Sunday, July 19, 2009

Tagging - You're It!

My personal conclusion about tagging is still undecided. I know for sure that it could never replace subject headings and the control and precision that comes with them. It has the potential of complementing subject headings because of its reliance on natural language - seems to me that if you somehow marry the two, you get the thesaurus you need to navigate what can be the confusing world of subject headings.

I think this passage from the Wikipedia article lays out pretty well the pitfalls of tagging -

"In a typical tagging system, there is no explicit information about the meaning or semantics of each tag, and a user can apply new tags to an item as easily as applying older tags. Hierarchical classification systems can be slow to change, and are rooted in the culture and era that created them.[10] The flexibility of tagging allows users to classify their collections of items in the ways that they find useful, but the personalized variety of terms can present challenges when searching and browsing.

When users can freely choose tags (creating a folksonomy, as opposed to selecting terms from a controlled vocabulary), the resulting metadata can include homonyms (the same tags used with different meanings) and synonyms (multiple tags for the same concept), which may lead to inappropriate connections between items and inefficient searches for information about a subject." (http://en.wikipedia.org/wiki/Tag_(metadata)

Thus, you get increased retrieval, possibly increased relevance, but you clearly sacrifice precision in the process, especially if the process is open to everyone and anyone.

An example of this would be to go onto Flickr and search for "depression glass" under the Tags Only feature (with the quotations). You get 1359 results, and one particular photographer has used that tag for just about every one of her photos, so I saw a silver plate ladle, a cross stitch table runner, and a framed print of a child praying. Other users had employed that tag for tatting lace, a picture of a 1969 Macy's flea market, and a black glass gravestone, of all things. Without the quotations, you get 339 results, some related to depression as a mental health condition, clearly not what a searcher probably wants.
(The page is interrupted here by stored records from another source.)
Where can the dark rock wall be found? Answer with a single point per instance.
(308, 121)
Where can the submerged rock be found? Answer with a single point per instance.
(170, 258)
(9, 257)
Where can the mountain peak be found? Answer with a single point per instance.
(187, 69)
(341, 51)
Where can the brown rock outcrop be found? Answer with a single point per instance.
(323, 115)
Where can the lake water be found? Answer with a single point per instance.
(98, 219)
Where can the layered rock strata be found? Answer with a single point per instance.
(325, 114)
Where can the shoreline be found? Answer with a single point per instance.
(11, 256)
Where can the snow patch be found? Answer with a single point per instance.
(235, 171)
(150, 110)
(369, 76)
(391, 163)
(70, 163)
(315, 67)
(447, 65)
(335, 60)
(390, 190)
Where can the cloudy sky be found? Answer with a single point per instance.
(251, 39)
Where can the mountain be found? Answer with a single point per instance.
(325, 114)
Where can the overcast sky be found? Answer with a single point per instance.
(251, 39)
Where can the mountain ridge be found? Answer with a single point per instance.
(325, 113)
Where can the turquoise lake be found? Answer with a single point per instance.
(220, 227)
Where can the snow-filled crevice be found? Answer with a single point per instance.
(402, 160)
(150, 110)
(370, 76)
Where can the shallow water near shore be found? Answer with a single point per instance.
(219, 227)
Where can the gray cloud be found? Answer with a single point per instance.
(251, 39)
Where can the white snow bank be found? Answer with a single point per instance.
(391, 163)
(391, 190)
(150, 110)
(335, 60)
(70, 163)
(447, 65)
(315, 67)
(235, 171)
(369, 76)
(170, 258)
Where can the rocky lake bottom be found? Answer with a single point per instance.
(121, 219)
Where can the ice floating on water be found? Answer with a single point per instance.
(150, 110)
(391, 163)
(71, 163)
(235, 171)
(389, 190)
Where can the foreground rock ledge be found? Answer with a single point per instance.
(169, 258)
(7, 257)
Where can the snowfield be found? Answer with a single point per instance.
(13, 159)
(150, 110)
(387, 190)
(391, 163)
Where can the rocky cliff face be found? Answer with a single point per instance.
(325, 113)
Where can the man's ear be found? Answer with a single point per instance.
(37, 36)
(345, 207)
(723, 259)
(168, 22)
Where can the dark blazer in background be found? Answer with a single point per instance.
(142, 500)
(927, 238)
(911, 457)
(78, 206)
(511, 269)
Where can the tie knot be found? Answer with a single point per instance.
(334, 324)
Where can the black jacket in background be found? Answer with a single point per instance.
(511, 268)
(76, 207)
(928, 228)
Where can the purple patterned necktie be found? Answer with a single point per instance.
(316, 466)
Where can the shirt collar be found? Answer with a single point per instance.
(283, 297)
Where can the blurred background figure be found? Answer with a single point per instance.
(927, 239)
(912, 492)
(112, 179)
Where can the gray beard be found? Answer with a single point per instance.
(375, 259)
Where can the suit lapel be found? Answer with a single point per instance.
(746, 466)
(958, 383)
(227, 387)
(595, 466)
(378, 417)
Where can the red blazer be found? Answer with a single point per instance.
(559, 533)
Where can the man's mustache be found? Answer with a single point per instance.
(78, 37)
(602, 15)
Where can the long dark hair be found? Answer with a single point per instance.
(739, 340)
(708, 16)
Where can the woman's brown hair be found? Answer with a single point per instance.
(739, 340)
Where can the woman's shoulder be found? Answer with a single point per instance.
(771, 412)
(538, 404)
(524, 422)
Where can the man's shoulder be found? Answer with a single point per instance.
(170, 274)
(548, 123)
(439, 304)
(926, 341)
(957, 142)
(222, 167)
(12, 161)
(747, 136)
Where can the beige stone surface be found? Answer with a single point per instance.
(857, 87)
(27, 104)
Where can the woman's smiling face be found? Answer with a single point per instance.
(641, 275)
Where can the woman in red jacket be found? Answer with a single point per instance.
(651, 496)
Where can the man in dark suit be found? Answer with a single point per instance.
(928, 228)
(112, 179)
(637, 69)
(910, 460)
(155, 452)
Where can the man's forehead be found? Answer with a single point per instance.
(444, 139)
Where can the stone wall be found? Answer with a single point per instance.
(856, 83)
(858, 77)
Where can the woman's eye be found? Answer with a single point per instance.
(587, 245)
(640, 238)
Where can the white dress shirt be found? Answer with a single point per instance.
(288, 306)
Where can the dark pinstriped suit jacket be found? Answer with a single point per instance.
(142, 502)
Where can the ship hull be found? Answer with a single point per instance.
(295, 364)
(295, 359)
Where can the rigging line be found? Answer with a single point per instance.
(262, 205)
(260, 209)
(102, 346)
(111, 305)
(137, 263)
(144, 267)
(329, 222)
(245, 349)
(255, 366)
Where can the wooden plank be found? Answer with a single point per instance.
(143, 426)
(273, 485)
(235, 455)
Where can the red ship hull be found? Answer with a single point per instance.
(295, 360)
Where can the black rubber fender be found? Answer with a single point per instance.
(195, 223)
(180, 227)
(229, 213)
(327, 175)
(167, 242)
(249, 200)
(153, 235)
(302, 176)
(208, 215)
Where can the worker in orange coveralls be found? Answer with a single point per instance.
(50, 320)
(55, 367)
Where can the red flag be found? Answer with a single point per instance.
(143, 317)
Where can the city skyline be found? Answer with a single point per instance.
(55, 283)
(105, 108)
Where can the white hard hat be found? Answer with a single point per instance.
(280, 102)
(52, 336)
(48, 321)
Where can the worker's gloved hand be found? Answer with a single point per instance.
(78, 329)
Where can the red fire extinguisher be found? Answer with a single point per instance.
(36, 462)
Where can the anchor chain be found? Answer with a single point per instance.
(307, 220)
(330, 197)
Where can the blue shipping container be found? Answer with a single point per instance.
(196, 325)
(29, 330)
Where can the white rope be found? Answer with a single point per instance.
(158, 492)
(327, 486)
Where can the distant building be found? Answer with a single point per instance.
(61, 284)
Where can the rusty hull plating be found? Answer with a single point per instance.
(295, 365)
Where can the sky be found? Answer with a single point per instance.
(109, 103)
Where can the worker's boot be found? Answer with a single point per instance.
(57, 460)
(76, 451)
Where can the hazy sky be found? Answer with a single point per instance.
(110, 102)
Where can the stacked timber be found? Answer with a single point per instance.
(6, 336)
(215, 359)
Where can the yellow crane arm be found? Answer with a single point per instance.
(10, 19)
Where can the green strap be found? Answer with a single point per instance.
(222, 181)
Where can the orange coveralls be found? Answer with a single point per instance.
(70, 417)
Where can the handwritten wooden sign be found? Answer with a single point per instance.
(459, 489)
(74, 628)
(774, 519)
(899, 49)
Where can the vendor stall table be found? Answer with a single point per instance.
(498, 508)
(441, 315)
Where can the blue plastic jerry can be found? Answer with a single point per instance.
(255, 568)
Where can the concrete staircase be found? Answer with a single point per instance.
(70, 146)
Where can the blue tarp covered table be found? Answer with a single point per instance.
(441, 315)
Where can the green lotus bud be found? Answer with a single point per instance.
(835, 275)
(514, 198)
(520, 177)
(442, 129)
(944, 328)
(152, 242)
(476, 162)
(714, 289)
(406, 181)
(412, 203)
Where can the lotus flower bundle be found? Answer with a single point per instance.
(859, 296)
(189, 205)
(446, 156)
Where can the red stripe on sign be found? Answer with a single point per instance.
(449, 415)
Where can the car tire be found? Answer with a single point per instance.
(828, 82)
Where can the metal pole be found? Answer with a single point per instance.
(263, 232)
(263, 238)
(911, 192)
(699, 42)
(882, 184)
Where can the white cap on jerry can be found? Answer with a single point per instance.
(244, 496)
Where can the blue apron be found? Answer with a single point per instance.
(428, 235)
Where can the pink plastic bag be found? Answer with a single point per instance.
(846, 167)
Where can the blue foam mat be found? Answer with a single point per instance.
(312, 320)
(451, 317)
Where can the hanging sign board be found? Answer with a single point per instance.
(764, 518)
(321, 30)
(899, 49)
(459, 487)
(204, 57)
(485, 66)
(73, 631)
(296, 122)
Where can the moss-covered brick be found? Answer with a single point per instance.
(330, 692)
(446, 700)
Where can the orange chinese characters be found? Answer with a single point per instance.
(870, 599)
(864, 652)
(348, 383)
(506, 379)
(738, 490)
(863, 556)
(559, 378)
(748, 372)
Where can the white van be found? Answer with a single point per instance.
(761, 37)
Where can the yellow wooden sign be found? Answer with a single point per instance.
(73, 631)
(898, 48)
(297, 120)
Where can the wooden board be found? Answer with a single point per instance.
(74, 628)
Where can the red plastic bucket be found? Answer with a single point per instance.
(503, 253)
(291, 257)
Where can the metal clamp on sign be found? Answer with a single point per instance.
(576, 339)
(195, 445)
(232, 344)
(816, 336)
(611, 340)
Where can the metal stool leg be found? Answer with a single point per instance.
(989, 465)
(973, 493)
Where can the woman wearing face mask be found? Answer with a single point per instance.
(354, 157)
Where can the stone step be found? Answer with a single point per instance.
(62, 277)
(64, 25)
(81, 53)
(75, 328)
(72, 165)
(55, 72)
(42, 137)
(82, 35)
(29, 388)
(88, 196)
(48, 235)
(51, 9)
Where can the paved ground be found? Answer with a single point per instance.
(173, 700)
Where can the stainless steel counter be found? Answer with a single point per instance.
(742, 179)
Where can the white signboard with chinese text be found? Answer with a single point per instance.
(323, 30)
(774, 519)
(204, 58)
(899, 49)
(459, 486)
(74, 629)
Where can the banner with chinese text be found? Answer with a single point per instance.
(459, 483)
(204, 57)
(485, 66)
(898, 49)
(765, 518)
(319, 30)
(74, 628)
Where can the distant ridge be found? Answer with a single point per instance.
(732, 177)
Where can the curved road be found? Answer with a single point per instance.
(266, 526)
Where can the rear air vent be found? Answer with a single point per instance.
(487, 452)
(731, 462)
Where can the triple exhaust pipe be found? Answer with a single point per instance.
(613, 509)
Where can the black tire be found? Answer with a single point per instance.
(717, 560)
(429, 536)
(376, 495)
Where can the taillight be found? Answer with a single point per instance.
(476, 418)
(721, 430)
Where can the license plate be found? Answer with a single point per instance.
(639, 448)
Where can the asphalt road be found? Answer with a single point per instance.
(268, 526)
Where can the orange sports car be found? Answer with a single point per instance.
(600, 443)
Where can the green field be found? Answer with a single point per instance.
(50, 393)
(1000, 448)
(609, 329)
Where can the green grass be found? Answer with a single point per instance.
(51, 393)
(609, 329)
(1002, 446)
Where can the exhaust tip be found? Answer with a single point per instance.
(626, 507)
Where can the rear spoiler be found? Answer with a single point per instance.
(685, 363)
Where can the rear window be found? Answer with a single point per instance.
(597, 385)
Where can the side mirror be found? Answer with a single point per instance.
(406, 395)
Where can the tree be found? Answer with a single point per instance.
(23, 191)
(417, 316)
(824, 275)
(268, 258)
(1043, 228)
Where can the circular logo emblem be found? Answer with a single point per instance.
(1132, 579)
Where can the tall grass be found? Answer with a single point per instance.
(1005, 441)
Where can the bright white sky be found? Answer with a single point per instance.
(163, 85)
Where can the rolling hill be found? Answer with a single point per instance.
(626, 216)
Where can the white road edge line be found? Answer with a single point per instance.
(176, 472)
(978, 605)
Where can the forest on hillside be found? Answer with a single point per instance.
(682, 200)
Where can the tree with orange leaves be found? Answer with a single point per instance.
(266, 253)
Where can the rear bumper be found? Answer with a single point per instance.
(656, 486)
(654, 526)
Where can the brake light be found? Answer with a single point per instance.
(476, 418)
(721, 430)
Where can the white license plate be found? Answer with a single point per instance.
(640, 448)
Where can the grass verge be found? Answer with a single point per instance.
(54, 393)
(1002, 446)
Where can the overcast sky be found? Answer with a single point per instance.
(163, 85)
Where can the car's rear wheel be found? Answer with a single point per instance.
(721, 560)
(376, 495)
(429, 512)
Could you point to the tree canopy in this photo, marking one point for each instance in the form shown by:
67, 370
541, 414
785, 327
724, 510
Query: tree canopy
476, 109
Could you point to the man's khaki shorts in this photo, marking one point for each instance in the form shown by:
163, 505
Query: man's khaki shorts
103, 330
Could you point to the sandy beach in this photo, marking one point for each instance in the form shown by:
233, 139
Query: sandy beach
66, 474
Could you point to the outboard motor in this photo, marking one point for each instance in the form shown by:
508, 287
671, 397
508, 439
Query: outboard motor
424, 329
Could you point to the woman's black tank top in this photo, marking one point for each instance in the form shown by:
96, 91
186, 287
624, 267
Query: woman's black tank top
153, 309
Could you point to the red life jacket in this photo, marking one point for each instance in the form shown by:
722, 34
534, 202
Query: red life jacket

It was interesting to me that I got a lower retrieval rate without the quotations; the quotation search found some accounts which had used a tag combining the words into depressionglass or a tag of depression glass as a phrase, and the quotations had the system search for intact phrases. The 338 result search clearly was doing a Boolean search, requiring depression and glass to be two separate tags within a record. As expected, depression alone gave way to 20,000+ results, and glass alone yielded 810,000+ results.

This is not unlike problems we have in cataloging, where the individual cataloger decides on subject headings that may or may not match the user's notion of what a particular title is about, or where one cataloger's poorly done record is replicated a million times through copy cataloging and now hundreds of library catalogs are affected (I have just experienced the frustration with this problem while trying to create a bibliography of books on disasters and survival). So, no system is perfect.

When you have a lot of cooks in the kitchen you can arrive at a wonderful meal, or a mish-mosh. It just depends. I think tagging is definitely here to stay, and I hope that tagging will evolve into something that will allow a user to impose, intuitively, more precision at the point of search, so that each search does not yield more results than can be waded through in a reasonable amount of time.